By Richard Cowan and Makini Brice
WASHINGTON (Reuters) -The U.S. Senate on Saturday began debating a Democratic bill to address key elements of President Joe Biden's agenda - tackling climate change, lowering the costs of medication for the elderly and energy, while forcing corporations and the wealthy to pay more taxes.
The debate began after the Senate voted 51-50 to move ahead with the legislation. Vice President Kamala Harris broke a tie vote, with all 50 Republicans in opposition.
The Senate was set to debate the bill for up to 20 hours before diving into an arduous, time-consuming amendment process called a "vote-a-rama."
Democrats and Republicans were poised to reject each other's amendments, as Senate Majority Leader Chuck Schumer maneuvered to keep a his 50-member caucus united behind a bill that was negotiated over several months. If even one Democrat were to peel off, the entire effort would be doomed in the evenly split 50-50 Senate.
Earlier in the day, the Senate parliamentarian determined that the lion's share of the healthcare provisions in the $430 billion bill could be passed with only a simple majority, bypassing a filibuster rule requiring 60 votes in the 100-seat chamber to advance most legislation and enabling Democrats to pass it over Republican objections.
Democrats hope that the legislation will give a boost to their candidates in the Nov. 8 midterm elections in which Biden's party is in an uphill battle to retain its narrow control of the Senate and House of Representatives. The Democrats cast the legislation as a vehicle to combat inflation, a prime concern of U.S. voters this year.
"The bill, when passed, will meet all of our goals: fighting climate change, lowering healthcare costs, closing tax loopholes abused by the wealthy and reducing the deficit," Schumer said in a Senate speech.
There are three main parts to the bill's tax provisions: a 15% minimum tax on corporations and the closing of loopholes that the wealthy can use to avoid paying taxes; tougher IRS enforcement; and a new excise tax on stock buybacks.
The legislation has $430 billion in new spending along with raising more than $740 billion in new revenues.
Democrats have said the legislation by 2030 would result in a 40% reduction in U.S. carbon emissions, blamed for climate change.
The measure also would allow the Medicare government health insurance program for the elderly to begin negotiating in 2026 with the pharmaceutical industry over prices on a limited number of prescription drug prices as a way of reducing costs.
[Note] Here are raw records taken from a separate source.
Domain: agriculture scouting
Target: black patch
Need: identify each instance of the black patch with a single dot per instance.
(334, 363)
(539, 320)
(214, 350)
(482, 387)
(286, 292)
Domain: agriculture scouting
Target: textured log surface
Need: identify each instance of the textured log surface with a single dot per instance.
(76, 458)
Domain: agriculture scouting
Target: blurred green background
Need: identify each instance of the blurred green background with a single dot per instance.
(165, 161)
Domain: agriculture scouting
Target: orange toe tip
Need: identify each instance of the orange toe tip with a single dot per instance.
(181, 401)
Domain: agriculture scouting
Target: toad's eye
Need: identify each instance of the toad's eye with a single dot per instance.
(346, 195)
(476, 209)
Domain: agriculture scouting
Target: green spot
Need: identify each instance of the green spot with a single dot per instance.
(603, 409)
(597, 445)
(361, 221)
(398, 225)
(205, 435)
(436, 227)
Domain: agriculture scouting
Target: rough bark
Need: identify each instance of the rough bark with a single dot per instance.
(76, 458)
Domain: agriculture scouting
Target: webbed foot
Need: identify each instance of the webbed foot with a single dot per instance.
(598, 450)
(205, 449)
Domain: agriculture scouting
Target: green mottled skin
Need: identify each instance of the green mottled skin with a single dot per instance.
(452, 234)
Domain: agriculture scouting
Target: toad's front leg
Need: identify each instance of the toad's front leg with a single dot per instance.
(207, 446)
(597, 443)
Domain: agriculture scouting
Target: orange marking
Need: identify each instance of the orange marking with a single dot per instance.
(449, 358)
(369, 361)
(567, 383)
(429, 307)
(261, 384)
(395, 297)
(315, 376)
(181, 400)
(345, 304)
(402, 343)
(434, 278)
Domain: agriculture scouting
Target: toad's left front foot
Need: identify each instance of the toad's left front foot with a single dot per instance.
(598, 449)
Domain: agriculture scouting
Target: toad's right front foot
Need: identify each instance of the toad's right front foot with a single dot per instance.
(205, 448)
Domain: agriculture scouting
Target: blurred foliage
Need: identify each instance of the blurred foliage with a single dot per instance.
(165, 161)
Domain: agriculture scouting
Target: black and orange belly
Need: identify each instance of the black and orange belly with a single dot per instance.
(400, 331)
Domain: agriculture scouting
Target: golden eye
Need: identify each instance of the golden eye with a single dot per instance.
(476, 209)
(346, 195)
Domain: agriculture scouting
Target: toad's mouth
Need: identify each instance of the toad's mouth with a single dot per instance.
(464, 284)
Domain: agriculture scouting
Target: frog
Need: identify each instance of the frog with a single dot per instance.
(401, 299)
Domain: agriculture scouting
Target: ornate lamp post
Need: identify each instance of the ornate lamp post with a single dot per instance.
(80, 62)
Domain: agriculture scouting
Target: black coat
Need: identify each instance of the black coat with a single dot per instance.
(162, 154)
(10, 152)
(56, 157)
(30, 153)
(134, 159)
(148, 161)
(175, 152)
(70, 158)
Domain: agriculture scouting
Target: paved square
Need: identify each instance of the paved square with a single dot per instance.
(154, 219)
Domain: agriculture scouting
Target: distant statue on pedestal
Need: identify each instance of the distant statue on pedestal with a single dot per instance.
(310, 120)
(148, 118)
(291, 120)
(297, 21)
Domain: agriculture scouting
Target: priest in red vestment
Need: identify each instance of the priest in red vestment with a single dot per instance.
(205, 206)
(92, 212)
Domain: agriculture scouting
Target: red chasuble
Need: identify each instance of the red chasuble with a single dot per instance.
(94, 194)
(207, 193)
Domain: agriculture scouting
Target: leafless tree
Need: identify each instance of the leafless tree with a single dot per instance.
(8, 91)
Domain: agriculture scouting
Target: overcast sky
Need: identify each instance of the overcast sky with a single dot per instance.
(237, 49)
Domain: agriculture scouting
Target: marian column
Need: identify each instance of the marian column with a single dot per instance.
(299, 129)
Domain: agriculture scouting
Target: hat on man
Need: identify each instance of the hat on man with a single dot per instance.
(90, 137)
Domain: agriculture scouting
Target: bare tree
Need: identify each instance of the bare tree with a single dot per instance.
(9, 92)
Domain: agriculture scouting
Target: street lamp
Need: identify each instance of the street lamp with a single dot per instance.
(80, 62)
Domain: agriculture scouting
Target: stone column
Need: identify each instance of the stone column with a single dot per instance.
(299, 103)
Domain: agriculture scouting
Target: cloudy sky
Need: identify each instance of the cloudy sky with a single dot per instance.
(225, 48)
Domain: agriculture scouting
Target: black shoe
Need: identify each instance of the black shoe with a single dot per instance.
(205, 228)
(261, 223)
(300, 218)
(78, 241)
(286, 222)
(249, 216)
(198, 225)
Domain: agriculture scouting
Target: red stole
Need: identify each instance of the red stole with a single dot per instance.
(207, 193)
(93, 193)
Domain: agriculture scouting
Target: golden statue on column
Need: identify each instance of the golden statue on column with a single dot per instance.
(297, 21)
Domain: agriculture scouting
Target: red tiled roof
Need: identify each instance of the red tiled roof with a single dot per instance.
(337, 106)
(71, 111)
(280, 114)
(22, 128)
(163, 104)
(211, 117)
It also would place a $2,000-per-year cap on out-of-pocket medication costs under a Medicare drug program.
Senate Republican Leader Mitch McConnell attacked the provision involving negotiating drug prices, comparing it to past "price-fixing" attempts by countries such as Cuba, Venezuela and the former Soviet Union.
"Their policy would bring about a world where many fewer new drugs and treatments get invented in the first place as companies cut back on R&D," McConnell said in a floor speech, referring to research and development.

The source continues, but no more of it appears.